Solution: The rational number 10.11 in the from p/q is 1011/100.

Q.46. (1/5) × [(2/7) + (3/8)] = [(1/5) × (2/7)] + _______ x _______.
Solution: (1/5) × [(2/7) + (3/8)] = [(1/5) × (2/7)] + [(1/5) × (3/8)]
∵ From the rule of distributive law of multiplication [a × (b + c) = (a × b) + (a × c)]

Q.47. The two rational numbers lying between –2 and –5 with denominator as 1 are _________ and _________.
Solution:
The two rational numbers lying between –2 and –5 with denominator as 1 are -3 and -4.
NCERT Exemplar Solutions: Rational Numbers- 1 | Mathematics (Maths) Class 8

In each of the following, state whether the statements are true (T) or false (F).
Q.48. If x/y is a rational number, then y is always a whole number.
Solution: False.
If x/y is a rational numbers, then y is not equal to 0.
But 0 is a whole number.

Q.49. If p/q is a rational number, then p cannot be equal to zero.
Solution: False.
If p/q is a rational number, p can be equal to zero (0) or any integer.

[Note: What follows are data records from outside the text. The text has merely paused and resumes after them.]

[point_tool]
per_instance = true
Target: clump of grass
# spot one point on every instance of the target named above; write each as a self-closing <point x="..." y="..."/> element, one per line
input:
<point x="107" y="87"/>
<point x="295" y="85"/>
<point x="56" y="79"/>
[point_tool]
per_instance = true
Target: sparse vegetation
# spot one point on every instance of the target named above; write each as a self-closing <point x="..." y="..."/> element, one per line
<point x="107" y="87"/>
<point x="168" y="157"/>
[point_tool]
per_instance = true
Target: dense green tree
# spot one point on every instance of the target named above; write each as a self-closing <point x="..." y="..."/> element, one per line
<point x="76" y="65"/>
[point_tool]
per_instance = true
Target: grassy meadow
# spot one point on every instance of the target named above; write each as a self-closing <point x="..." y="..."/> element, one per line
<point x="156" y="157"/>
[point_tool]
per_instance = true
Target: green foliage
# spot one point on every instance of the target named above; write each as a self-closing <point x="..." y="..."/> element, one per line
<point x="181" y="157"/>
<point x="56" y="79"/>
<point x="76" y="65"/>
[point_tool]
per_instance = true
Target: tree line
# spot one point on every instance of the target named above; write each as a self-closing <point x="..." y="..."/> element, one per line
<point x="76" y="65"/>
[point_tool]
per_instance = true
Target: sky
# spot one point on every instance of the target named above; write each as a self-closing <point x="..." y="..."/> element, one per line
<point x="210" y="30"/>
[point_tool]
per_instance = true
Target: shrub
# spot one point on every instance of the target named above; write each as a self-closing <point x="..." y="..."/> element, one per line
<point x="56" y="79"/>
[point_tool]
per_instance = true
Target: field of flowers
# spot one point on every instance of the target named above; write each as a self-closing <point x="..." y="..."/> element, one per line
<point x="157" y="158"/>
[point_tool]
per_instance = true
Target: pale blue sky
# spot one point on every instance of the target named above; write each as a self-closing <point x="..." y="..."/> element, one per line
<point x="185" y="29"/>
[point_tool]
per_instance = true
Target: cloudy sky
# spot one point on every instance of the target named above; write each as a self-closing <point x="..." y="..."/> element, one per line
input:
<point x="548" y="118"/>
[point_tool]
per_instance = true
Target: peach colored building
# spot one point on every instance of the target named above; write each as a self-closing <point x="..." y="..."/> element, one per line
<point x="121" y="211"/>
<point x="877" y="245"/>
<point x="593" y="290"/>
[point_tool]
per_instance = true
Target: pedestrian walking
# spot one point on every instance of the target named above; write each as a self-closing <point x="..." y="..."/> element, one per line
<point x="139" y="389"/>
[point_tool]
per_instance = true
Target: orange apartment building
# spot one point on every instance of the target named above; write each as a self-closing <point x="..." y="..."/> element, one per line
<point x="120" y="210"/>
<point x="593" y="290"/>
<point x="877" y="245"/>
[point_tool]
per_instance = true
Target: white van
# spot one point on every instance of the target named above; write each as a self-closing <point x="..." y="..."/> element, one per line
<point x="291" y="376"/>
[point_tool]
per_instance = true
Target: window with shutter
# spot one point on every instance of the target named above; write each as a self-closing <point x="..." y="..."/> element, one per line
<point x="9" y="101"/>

Question for NCERT Exemplar Solutions: Rational Numbers- 1
Try yourself:Q50:  If r/s is a rational number, then s cannot be equal to zero.
View Solution


Q.51. 5/6 lies between 2/3 and 1.
Solution: True.
Express each of the given rational numbers with 6 as the common denominator.
Now,
(2/3)= [(2×3)/ (2×2)] = (4/6)
(1)= [(1×6)/ (1×6)] = (6/6)
Then,
= 4/6 < 5/6 < 6/6
= 2/3 < 5/6 < 1
So, 5/6 lies between 2/3 and 1.

Q.52. 5/10 lies between ½ and 1.
Solution: False.
Express each of the given rational numbers with 10 as the common denominator.
Now,
½ = [(1×5)/ (2×5)] = (5/10)
(1)= [(1×10)/ (1×10)] = (10/10)
Then,
½ is equal to 5/10
So, 5/6 does not lies between ½ and 1.

Q.53. -7/2 lies between -3 and -4.
Solution: True.
Express each of the given rational numbers with 2 as the common denominator.
Now,
-3/1 = [(-3×2)/ (1×2)] = (-6/2)
-4/1 = [(-4×2)/ (1×2)] = (-8/2)
Then,
-8/2 > -7/2 > -6/2
-4 > -7/2 > -3
So, -7/2 is lies between -3 and -4.

Q.54. 9/6 lies between 1 and 2.
Solution: True.
Express each of the given rational numbers with 6 as the common denominator.
Now,
1/1 = [(1×6)/ (1×6)] = (6/6)
2/1 = [(2×6)/ (1×6)] = (12/6)
Then,
6/6 < 9/6 < 12/6
1 < 9/6 < 2
So, 9/6 is lies between 1 and 2.

Q.55. If a ≠ 0, the multiplicative inverse of a/b is b/a.
Solution: True.

Q.56. The multiplicative inverse of -3/5 is 5/3
Solution: False.
Because, the correct answer is reciprocal of a negative rational number is negative rational number. i.e. reciprocal of -3/5 is -5/3.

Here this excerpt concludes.